Change 235772 had a related patch set uploaded (by Subramanya Sastry):
T93580: Handle <refs> in inline image captions

https://gerrit.wikimedia.org/r/235772

Change 235772 merged by jenkins-bot:
T93580: Handle <ref>s in inline image captions

https://gerrit.wikimedia.org/r/235772

Besides the <gallery> extension issue I mentioned in T93580#1589747, the rest of the issues are now resolved. New code will be deployed Mon / Wednesday.

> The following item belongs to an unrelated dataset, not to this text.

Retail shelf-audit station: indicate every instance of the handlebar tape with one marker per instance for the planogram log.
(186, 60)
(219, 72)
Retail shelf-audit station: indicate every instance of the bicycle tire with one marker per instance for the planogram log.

Even after the deployment of these last patches, we still have a "cite error" on the page:
http://rest.wikimedia.org/en.wikipedia.org/v1/page/html/Klondike_Gold_Rush

The bug seems not to be fixed 100%

Even after the deployment of these last patches, we still have a "cite error" on the page:
http://rest.wikimedia.org/en.wikipedia.org/v1/page/html/Klondike_Gold_Rush

The bug seems not to be fixed 100%

Please see T93580#1589747 above. This is no longer about references inside a file caption, but about references insides extensions like gallery that process wikitext which is T110910.